Malaysian health ministry ready to foot transport bill for poor patients

PETALING JAYA - The Health Ministry will support requests for funding during budget reviews to provide transportation for poor patients in remote areas who cannot afford to travel to hospitals.

"Funding for transportation for referred patients for acute emergencies is a priority," said a ministry spokesman, referring to indigenous poor in remote areas.

He said the ministry was working towards reducing the healthcare disparity between people in the rural and remote areas and the urban population.

He said free transportation was also provided to poor patients in remote areas who needed immediate medical attention.

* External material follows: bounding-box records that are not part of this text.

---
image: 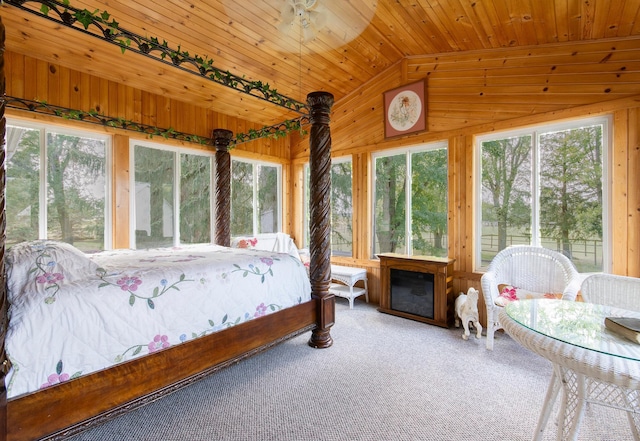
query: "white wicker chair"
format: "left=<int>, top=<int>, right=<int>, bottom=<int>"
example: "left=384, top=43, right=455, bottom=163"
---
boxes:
left=481, top=245, right=581, bottom=350
left=580, top=273, right=640, bottom=311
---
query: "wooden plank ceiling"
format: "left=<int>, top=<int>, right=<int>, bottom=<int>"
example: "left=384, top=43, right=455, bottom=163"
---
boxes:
left=0, top=0, right=640, bottom=125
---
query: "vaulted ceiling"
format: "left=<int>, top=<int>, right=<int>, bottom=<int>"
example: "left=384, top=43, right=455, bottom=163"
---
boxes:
left=0, top=0, right=640, bottom=125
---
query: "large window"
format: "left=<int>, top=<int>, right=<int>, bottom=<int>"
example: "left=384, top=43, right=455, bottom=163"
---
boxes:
left=331, top=157, right=353, bottom=256
left=304, top=156, right=353, bottom=256
left=6, top=121, right=111, bottom=251
left=133, top=142, right=213, bottom=248
left=373, top=143, right=448, bottom=257
left=231, top=159, right=282, bottom=236
left=476, top=118, right=609, bottom=272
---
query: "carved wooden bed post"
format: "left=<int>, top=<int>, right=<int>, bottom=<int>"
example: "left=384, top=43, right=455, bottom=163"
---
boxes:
left=307, top=92, right=336, bottom=348
left=0, top=17, right=9, bottom=441
left=213, top=129, right=233, bottom=247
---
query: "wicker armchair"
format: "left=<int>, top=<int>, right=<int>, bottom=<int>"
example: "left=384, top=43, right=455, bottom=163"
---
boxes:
left=580, top=273, right=640, bottom=311
left=481, top=245, right=581, bottom=350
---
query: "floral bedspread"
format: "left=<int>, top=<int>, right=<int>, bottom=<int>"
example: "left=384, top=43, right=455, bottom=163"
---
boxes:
left=6, top=241, right=311, bottom=397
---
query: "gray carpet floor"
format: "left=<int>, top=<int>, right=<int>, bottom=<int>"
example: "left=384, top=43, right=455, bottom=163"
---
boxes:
left=70, top=299, right=633, bottom=441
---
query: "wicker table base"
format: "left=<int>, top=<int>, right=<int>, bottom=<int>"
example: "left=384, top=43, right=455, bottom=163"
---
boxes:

Health clinics in remote areas were equipped with 4WD ambulances to traverse the rough terrain and were provided by hospitals for emergency cases, he said.

The spokesman said after being discharged, the hospital would bear the expense for poor patients to return home.

In Sabah and Sarawak, patients in emergency cases in the remote areas are transported by helicopter, while in the peninsula, mercy flights are provided by the RMAF.

He also said health staff would transport referral cases for orang asli and the Penans, including their families, to the peninsula if required.

Other services for remote communities are 222 mobile health services, including 12 flying doctor services and "teleprimary care", which allows medical assistants in remote areas to conduct telephone consultations with specialists in hospitals.

The ministry also collaborates with agencies such as the Orang Asli Development Department (Jakoa) and the Sarawak Government, which provides for the indigenous people to return home after being discharged.

Jakoa director-general Datuk Dr Mohd Sani Mistam said it was responsible for transporting orang asli from their villages to the hospitals in each district.

"The orang asli will inform the tok batin (village head) in their settlement, who then contacts the Jakoa district officer by wireless radio," he added.

He said the officer would contact the wireless communication centre in Gombak to get the necessary transport sent over.

"If it is deep in the jungle, we'll link up with the military to send a helicopter to the nearest location," said Dr Mohd Sani.